Computer graphics in Game development
Ivan Belyavtsev
22.01.2021
Homogeneous coordinates - cartesian coordinates + 1 dimension
\[ (X, Y, Z) => (x, y, z, w) \]
\[ X = x/w, Y = y/w, Z = z/w \] [1]
\[T(\overrightarrow{x}) = A\overrightarrow{x}\]
where \[A = \left[\begin{array}{cccc} x1 & x2 & x3 & x4 \\ y1 & y2 & y3 & y4 \\ z1 & z2 & z3 & z4 \\ w1 & w2 & w3 & w4 \end{array}\right]\] [2]
\(\overrightarrow{tr}\) - vector of translation
\[T = \left[\begin{array}{cccc} 1 & 0 & 0 & tr.x \\ 0 & 1 & 0 & tr.y \\ 0 & 0 & 1 & tr.z \\ 0 & 0 & 0 & 1 \end{array}\right]\] [2]
\(\overrightarrow{scale}\) - vector of scaling
\[S = \left[\begin{array}{cccc} scale.x & 0 & 0 & 0 \\ 0 & scale.y & 0 & 0 \\ 0 & 0 & scale.z & 0 \\ 0 & 0 & 0 & 1 \end{array}\right]\] [2]
\(\alpha\) - angle of rotation around axis X
\[R_x = \left[\begin{array}{cccc} 1 & 0 & 0 & 0 \\ 0 & cos(\alpha) & -sin(\alpha) & 0 \\ 0 & sin(\alpha) & cos(\alpha) & 0 \\ 0 & 0 & 0 & 1 \end{array}\right]\] [2]
\(\beta\) - angle of rotation around axis Y
\[R_y = \left[\begin{array}{cccc} cos(\beta) & 0 & sin(\beta) & 0 \\ 0 & 1 & 0 & 0 \\ -sin(\beta) & 0 & cos(\beta) & 0 \\ 0 & 0 & 0 & 1 \end{array}\right]\] [2]
\(\gamma\) - angle of rotation around axis Z
\[R_z = \left[\begin{array}{cccc} cos(\gamma) & -sin(\gamma) & 0 & 0 \\ sin(\gamma) & cos(\gamma) & 0 & 0 \\ 0 & 0 & 1 & 0 \\ 0 & 0 & 0 & 1 \end{array}\right]\] [2]
\[World=TRS\]
First scale, then rotate, then translate
\[ \overrightarrow{z_{axis}} = \frac{\overrightarrow{eye} - \overrightarrow{at}}{||\overrightarrow{eye} - \overrightarrow{at}||} \] \[ \overrightarrow{x_{axis}} = \frac{\overrightarrow{up} \times \overrightarrow{z_{axis}}}{||\overrightarrow{up} \times \overrightarrow{z_{axis}}||}\] \[ \overrightarrow{y_{axis}} = \overrightarrow{z_{axis}} \times \overrightarrow{x_{axis}} \]

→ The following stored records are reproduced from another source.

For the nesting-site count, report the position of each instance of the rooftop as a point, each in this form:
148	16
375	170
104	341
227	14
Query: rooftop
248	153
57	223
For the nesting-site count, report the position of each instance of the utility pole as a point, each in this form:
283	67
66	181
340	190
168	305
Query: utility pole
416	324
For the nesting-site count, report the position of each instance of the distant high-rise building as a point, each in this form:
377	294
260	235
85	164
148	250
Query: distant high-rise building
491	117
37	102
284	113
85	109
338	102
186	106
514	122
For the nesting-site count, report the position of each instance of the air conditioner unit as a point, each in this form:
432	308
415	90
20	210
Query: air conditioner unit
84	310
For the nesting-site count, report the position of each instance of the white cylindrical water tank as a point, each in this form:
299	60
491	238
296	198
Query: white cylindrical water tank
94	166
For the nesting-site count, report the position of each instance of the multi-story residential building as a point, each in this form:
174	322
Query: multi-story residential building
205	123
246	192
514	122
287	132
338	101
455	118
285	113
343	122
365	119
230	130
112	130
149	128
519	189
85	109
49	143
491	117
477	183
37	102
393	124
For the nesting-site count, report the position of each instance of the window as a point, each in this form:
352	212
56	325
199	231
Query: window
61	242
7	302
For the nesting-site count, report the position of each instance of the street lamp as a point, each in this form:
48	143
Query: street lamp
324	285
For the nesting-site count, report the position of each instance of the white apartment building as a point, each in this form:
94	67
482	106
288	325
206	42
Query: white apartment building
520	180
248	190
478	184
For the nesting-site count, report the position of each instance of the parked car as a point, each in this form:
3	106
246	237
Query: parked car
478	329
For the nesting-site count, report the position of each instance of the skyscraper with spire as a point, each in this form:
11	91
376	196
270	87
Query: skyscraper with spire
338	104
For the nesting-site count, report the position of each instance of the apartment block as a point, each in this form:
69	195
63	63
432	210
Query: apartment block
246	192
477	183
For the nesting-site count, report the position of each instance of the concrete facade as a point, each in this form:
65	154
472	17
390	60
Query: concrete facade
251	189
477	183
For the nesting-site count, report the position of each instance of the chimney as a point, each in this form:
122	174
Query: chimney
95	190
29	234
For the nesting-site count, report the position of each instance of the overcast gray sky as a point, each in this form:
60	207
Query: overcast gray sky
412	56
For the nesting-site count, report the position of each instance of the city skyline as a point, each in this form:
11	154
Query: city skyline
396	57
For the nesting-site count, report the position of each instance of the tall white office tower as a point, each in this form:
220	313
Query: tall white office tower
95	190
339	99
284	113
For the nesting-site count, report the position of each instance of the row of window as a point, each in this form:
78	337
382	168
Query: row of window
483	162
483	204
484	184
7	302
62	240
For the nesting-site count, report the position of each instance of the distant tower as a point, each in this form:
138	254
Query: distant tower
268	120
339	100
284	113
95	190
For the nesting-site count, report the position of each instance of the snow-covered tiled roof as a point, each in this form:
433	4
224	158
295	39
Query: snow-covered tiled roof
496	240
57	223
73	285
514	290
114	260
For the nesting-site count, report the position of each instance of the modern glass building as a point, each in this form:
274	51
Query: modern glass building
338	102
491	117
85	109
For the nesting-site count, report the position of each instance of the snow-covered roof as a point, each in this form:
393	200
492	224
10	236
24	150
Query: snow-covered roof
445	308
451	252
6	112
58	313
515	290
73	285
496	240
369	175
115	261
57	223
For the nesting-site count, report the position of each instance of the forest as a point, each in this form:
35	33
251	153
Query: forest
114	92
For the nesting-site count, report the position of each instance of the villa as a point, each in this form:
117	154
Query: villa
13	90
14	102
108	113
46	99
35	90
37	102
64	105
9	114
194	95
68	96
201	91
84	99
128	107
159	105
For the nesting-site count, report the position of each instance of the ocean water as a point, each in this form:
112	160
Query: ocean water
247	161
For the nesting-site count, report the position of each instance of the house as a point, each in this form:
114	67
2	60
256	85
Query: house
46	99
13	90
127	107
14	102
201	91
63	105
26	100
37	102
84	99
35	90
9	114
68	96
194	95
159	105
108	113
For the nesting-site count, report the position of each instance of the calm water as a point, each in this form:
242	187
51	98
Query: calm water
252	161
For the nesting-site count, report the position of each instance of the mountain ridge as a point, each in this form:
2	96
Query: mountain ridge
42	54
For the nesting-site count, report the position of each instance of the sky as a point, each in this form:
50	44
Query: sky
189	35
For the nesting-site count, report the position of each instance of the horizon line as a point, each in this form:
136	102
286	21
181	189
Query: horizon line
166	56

\[View = \left[\begin{array}{cccc} x_{axis}.x & y_{axis}.x & z_{axis}.x & 0 \\ x_{axis}.y & y_{axis}.y & z_{axis}.y & 0 \\ x_{axis}.z & y_{axis}.z & z_{axis}.z & 0 \\ -\overrightarrow{x_{axis}} \cdot \overrightarrow{eye} & -\overrightarrow{y_{axis}} \cdot \overrightarrow{eye} & -\overrightarrow{z_{axis}} \cdot \overrightarrow{eye} & 1 \end{array}\right]\]

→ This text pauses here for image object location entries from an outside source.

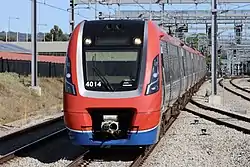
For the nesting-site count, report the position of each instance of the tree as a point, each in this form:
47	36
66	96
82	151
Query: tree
57	34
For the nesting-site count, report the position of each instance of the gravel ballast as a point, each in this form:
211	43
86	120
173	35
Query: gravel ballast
184	145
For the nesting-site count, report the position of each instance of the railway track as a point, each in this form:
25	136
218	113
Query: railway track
239	87
230	119
31	146
241	94
26	139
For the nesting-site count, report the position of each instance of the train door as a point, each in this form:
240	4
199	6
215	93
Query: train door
163	79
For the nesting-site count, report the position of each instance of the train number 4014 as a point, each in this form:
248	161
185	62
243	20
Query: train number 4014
93	84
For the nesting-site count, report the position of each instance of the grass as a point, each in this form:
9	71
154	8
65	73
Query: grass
17	100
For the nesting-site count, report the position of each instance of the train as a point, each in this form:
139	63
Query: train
121	78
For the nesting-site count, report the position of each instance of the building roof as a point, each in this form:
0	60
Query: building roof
7	47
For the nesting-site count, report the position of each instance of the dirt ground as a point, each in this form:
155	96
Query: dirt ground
18	102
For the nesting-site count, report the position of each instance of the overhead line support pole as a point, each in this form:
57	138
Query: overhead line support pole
34	43
214	47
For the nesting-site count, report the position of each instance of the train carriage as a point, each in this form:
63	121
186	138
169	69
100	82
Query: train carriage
120	77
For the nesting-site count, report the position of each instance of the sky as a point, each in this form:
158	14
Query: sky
51	16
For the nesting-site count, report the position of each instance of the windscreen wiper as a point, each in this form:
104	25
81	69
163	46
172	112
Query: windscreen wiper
104	80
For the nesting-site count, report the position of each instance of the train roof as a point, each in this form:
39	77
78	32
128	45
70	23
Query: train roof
176	41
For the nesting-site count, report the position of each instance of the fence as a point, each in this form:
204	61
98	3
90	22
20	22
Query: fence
23	67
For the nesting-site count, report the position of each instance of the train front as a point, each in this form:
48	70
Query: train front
111	90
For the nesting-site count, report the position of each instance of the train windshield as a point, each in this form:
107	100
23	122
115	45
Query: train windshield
111	70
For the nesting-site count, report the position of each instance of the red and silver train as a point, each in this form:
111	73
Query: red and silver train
120	77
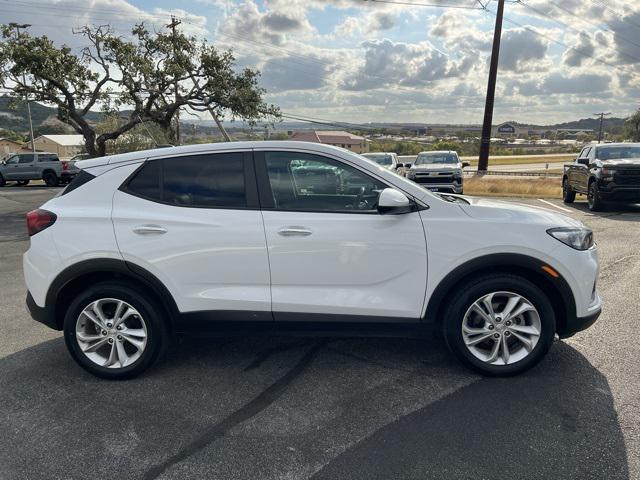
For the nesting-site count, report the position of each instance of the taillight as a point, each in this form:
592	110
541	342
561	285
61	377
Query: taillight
38	220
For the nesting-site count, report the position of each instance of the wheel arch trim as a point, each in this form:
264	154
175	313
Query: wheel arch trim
564	301
109	266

Look-at target could be replaced as camera location vector + unit camera direction vector.
Unit direction vector could be set in spherical coordinates.
\[Proj = \left[\begin{array}{cccc} \frac{1}{tan(fov/2)\cdot ar} & 0 & 0 & 0 \\ 0 & \frac{1}{tan(fov/2)} & 0 & 0 \\ 0 & 0 & \frac{Z_f}{Z_f-Z_n} & -1 \\ 0 & 0 & \frac{Z_n\cdot Z_f}{Z_n-Z_f} & 0 \end{array}\right]\]
\[Viewport = \left[\begin{array}{cccc} width & 0 & 0 & 0 \\ 0 & -height & 0 & 0 \\ 0 & 0 & 1 & 0 \\ 0 & 0 & 0 & 1 \end{array}\right]\]
\[\vec{X} = Viewport \cdot Proj \cdot View \cdot World \cdot \vec{x}\]
Remember about left-handed and right-handed operations!
Check correctness of each matrix, e.x. in DirecX documentation [3]